Again, the emotional, mental, and spiritual pain of the situation was all-consuming. Logan is extremely lucky his accident wasn’t worse and that he’s doing so incredibly well now eight months out. The fact that he survived the accident at all is miraculous. The fact that he made it through multiple life-threatening complications, three major surgeries, and nine days intubated and heavily sedated is, again, miraculous. The fact that he’s 100% independent and learning how to walk again (he’s a paraplegic) is most certainly miraculous.

And you guessed it - during those months in Arizona my physical health and wellness took a major hit as did my emotional, mental, and spiritual health and wellness.

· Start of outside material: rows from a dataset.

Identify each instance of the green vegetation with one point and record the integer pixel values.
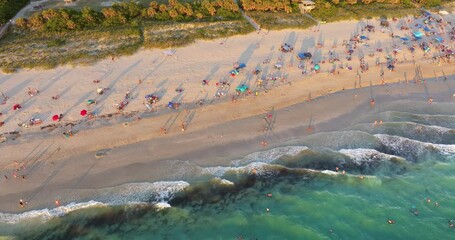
(61, 20)
(9, 8)
(81, 35)
(330, 12)
(48, 50)
(180, 34)
(281, 20)
(272, 14)
(61, 36)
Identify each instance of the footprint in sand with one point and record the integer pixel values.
(101, 153)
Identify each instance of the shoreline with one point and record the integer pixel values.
(111, 170)
(215, 133)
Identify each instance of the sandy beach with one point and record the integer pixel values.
(42, 165)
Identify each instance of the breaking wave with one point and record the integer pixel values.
(157, 194)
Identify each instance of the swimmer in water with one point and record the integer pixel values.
(414, 211)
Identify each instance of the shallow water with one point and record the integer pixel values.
(392, 171)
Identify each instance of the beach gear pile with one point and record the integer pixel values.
(304, 56)
(234, 72)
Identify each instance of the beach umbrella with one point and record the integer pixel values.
(17, 106)
(439, 39)
(417, 34)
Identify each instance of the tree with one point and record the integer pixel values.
(199, 15)
(151, 12)
(49, 14)
(154, 5)
(22, 22)
(36, 22)
(163, 8)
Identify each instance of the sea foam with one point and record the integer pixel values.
(157, 193)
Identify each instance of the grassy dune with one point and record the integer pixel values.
(48, 50)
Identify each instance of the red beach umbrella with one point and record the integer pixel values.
(17, 106)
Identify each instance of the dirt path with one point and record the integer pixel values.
(27, 8)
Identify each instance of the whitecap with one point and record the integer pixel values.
(361, 155)
(271, 155)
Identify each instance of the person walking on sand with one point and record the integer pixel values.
(183, 126)
(22, 203)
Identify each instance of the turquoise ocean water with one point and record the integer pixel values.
(402, 170)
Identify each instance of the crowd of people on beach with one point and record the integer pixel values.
(436, 43)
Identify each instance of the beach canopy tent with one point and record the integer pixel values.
(234, 72)
(384, 23)
(306, 55)
(417, 34)
(170, 105)
(439, 39)
(369, 27)
(17, 106)
(242, 88)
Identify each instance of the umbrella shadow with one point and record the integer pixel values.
(212, 72)
(246, 55)
(114, 81)
(307, 43)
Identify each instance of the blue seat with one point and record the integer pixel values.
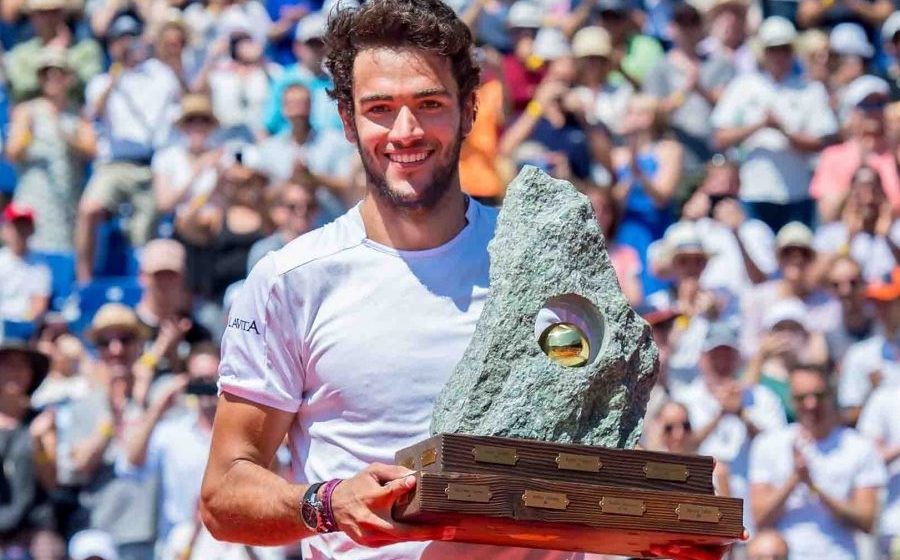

In some ways, I’m still reeling from these two major life events - still grieving the death of my mother (which I know I’ll always be doing to some extent) and still trying to wrap my mind around all that’s changed in Logan’s life (and all of ours as those who love and support him).

I say all of this to make this point - pain comes in many forms and all of them are completely valid and need help and support. All of them require that we do our best to look at ourselves as holistically as possible and to care for ourselves in a multi-faceted way. It’s not enough just to eat well, or to exercise, or to meditate, or to seek counseling. We have to think about incorporating all sorts of tactics for our overall health and wellness. Tactics that nurture us mind, body, and spirit. I really believe that learning how to do this, how to find a balance in life when it comes to caring for all parts of ourselves, is our mission as human beings. No part can be overlooked. Seems a bit overwhelming, but I’m up to the task. For me and for my clients!